La Justicia de Córdoba recibió hace pocos días una grave denuncia contra policías de la ciudad, acompañada del crudo relato de las víctimas. Paula y Ayelén son novias y aseguran que el pasado 15 de abril sufrieron abuso policial, que incluyó violencia de género y homofobia, entre otras cosas.
Salieron de Club Paraguay y se dirigieron en auto hacia la zona del Parque de las Tejas, donde debían dejar a un amigo y una amiga. En un momento, con el vehículo frenado, se les acercó un móvil policial que les recriminó el horario de circulación. Las jóvenes aseguran que apenas ellas se presentaron como novias ante los policías, los uniformados radicalizaron su actitud, según informó La Voz.
Al rato apareció otro móvil y ya eran cuatro policías (tres hombres y una mujer) que empezaron a complicar la situación. Paula intentó hablar con la oficial, preguntándole porque estaban perdiendo el tiempo con ellos si no habían hecho nada. La respuesta de la policía fue una detención por resistencia a la autoridad. Cuando quisieron esposarla, su pareja tomó el celular y comenzó a filmar, una acción que enardeció aún más a los uniformados: le sacaron el teléfono y le borraron todos los registros.

Ayelén y Paula terminaron esposadas y en la parte de atrás del móvil policial. Tras permanecer esposadas dentro de una de las camionetas policiales más de dos horas y media, finalmente fueron trasladadas hasta el edificio de la Alcaldía de Tirbunales II, donde funciona la Unidad Fiscal de Atención Inmediata (UFAI).

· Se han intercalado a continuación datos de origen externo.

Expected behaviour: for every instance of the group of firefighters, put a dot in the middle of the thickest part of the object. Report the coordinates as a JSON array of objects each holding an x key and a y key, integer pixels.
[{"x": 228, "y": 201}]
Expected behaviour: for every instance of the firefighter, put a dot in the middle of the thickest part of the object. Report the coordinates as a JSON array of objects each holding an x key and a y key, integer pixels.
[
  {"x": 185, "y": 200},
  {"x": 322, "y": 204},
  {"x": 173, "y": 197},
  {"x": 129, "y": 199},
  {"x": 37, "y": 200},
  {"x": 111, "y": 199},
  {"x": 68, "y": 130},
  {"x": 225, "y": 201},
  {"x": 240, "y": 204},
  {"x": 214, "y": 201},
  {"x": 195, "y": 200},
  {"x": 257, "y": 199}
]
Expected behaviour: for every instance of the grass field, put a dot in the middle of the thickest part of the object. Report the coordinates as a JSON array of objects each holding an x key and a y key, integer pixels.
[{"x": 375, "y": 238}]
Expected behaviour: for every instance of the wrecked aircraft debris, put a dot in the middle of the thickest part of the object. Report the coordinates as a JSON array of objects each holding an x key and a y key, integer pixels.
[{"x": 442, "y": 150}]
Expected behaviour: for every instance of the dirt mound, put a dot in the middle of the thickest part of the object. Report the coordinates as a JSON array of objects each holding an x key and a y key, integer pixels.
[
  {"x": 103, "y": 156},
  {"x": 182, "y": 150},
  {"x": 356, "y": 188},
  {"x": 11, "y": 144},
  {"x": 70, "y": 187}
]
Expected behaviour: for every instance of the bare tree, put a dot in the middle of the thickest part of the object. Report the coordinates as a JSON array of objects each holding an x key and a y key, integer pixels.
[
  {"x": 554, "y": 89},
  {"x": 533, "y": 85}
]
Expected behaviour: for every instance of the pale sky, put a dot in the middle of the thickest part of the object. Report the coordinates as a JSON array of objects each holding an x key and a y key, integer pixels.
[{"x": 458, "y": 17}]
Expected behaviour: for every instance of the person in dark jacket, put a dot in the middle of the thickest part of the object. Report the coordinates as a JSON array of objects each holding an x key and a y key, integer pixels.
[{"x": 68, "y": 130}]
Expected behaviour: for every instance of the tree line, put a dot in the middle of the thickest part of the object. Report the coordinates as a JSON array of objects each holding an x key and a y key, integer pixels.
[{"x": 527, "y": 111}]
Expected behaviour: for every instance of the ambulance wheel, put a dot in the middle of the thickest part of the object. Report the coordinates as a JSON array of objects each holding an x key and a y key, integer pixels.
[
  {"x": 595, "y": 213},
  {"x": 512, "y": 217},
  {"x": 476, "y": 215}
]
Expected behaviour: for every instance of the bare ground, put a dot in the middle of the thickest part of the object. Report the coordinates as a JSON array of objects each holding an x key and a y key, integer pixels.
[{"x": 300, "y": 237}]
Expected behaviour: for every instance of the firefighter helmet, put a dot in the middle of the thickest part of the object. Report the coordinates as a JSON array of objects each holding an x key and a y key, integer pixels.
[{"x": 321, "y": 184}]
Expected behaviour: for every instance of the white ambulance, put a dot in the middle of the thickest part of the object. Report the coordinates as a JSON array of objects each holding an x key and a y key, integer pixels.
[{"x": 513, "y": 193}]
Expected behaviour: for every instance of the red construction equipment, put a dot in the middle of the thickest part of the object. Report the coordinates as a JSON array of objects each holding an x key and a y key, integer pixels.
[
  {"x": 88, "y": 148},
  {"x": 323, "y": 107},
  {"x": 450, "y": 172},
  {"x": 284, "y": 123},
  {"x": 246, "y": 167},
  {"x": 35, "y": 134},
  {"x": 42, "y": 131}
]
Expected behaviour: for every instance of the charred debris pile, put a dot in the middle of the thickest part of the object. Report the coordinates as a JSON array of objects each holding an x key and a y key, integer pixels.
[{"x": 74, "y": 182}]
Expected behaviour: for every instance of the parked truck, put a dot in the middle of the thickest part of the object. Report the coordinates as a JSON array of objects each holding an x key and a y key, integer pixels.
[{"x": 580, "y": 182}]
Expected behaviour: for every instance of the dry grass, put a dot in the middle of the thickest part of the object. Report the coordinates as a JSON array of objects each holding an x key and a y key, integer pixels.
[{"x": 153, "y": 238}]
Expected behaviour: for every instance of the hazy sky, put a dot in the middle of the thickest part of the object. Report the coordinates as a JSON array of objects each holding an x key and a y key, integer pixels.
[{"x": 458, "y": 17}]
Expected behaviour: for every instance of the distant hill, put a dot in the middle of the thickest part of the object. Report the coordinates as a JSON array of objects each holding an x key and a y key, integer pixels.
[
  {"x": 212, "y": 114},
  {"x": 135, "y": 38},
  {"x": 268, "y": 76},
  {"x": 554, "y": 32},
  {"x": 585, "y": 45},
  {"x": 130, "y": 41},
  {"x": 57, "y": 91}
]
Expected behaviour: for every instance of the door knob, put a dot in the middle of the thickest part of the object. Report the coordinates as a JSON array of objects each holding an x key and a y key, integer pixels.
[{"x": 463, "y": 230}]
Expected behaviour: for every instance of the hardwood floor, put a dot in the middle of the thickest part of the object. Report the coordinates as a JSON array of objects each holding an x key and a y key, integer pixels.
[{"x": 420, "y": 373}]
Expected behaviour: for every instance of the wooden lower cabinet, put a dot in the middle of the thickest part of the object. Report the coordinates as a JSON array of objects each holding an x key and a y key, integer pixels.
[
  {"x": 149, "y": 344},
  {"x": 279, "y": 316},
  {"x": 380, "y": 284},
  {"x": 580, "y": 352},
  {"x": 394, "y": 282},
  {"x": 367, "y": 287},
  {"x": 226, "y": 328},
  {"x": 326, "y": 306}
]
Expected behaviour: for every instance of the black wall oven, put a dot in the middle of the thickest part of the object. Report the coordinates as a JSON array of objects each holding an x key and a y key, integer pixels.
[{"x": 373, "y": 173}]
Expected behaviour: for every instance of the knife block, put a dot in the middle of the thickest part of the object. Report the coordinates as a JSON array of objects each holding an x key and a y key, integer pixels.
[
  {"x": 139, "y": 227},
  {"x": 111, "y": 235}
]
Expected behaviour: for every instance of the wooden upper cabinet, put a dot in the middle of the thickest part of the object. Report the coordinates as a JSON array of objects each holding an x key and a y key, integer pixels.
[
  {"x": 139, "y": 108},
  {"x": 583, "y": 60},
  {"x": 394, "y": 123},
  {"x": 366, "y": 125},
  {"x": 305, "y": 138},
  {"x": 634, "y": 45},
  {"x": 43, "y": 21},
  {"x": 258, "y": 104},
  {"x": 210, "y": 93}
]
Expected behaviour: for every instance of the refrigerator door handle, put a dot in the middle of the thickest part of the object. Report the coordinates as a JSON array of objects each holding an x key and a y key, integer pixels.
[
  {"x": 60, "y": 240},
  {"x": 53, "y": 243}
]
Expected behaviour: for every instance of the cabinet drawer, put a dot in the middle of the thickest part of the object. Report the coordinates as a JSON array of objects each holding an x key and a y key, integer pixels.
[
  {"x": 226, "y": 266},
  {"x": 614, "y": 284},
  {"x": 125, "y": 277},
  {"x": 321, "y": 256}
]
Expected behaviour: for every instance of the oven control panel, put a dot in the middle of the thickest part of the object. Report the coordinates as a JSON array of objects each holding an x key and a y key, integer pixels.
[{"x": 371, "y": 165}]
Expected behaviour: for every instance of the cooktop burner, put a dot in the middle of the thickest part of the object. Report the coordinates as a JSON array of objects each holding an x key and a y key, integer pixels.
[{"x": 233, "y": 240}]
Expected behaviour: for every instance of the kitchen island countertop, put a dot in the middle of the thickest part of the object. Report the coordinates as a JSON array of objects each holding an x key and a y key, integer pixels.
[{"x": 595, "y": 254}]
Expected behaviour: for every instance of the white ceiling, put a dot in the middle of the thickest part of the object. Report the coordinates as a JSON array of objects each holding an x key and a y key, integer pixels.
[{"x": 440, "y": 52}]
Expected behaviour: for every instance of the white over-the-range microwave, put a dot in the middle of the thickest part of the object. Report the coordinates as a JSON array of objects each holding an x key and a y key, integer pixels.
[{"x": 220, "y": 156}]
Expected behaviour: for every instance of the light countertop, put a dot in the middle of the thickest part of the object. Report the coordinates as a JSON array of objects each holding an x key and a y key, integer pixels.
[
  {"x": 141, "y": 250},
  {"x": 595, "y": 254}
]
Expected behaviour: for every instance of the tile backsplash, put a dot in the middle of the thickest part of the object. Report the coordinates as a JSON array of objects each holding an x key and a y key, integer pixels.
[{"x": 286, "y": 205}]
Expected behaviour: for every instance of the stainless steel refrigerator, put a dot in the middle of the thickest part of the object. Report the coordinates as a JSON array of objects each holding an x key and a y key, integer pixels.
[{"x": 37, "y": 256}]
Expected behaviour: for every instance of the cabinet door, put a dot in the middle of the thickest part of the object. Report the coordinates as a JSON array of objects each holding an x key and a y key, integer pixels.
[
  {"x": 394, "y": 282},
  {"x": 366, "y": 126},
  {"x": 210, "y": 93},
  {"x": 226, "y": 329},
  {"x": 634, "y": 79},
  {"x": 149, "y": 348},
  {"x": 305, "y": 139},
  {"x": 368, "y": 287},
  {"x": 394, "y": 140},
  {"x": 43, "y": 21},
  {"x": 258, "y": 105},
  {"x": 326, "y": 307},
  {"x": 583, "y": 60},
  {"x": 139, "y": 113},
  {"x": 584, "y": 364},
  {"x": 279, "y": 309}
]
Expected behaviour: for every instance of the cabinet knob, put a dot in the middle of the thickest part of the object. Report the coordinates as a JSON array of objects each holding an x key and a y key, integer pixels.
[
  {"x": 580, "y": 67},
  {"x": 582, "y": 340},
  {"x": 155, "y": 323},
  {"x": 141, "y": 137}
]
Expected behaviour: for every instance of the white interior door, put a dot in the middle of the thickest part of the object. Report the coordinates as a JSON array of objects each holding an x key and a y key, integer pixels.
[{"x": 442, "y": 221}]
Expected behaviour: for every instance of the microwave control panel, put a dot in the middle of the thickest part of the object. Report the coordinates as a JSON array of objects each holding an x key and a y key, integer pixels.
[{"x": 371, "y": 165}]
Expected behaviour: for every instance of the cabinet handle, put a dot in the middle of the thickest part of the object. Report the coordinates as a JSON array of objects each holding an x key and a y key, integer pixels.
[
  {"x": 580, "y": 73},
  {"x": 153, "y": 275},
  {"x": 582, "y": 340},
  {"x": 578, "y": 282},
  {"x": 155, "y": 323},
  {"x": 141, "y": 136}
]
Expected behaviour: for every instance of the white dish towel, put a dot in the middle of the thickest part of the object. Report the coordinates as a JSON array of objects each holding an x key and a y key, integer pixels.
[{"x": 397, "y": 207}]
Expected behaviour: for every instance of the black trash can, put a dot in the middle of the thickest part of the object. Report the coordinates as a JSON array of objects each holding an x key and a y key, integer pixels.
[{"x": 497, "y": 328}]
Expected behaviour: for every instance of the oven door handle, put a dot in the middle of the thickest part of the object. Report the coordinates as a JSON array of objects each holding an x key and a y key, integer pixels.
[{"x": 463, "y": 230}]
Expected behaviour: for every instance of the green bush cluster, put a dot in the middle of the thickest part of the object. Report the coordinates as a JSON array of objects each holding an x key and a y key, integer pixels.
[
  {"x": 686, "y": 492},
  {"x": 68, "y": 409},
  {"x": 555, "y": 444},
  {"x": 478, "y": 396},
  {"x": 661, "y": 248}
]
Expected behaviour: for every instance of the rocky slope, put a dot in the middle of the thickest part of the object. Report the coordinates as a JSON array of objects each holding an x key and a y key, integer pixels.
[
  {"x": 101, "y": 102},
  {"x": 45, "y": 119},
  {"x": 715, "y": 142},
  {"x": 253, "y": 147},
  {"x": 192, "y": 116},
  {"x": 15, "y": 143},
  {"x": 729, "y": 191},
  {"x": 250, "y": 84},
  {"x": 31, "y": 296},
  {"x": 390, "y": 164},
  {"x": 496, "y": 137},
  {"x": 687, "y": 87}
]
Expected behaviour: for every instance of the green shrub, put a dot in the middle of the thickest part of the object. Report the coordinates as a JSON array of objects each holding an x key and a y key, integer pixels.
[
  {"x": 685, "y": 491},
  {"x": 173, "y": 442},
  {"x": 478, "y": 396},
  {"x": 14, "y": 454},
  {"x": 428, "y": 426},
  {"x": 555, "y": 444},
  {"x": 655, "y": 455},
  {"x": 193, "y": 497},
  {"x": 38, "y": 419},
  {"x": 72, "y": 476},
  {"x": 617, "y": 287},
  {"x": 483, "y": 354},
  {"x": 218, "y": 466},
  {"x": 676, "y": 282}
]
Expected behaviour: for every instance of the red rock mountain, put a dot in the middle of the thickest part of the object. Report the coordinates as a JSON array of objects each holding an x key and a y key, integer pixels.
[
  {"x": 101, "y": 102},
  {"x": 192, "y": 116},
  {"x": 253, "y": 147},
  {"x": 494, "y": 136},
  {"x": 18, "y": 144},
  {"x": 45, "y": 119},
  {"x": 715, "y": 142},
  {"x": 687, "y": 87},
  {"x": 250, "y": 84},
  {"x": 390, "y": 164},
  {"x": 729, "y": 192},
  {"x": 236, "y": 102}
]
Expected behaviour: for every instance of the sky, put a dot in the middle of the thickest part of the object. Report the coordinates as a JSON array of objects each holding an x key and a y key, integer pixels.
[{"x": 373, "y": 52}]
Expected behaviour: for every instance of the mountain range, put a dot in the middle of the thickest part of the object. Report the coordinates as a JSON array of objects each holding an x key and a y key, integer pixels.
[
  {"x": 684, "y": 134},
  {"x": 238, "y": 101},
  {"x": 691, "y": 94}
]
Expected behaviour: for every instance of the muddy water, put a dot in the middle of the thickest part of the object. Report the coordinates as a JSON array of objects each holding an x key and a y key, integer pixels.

En el lugar una de ellas se desmayó y fue golpeada y pisoteada por otro de los uniformados. Siempre según el relato de las víctimas, en el lugar intentaron hacerles firmar una declaración donde se las acusaba de «resistencia a la autoridad», a lo que ellas se negaron generando nuevas agresiones físicas y verbales por parte de los policías.
El calvario finalizó recién cerca del mediodía, luego de más de 10 horas de detención en las que no les permitieron comunicarse con ningún familiar ni con algún abogado.
Tres días después recuperaron sus cosas y al otro día recién el auto. Según fuentes de la UFAI, todo corrió por cuenta de la propia Policía, sin autorizaciones ni mediaciones de ningún funcionario judicial.
Tras un largo debate con sus familiares, el 26 de abril presentaron la denuncia en el Polo de la Mujer. Con el asesoramiento de la abogada Laura Sesma, presentaron una nota a la jefa de Policía, Liliana Zárate, para pedirle una audiencia con la idea de que la funcionaria policial pudiera escuchar de boca de las jóvenes todo el relato de lo que ellas denuncian.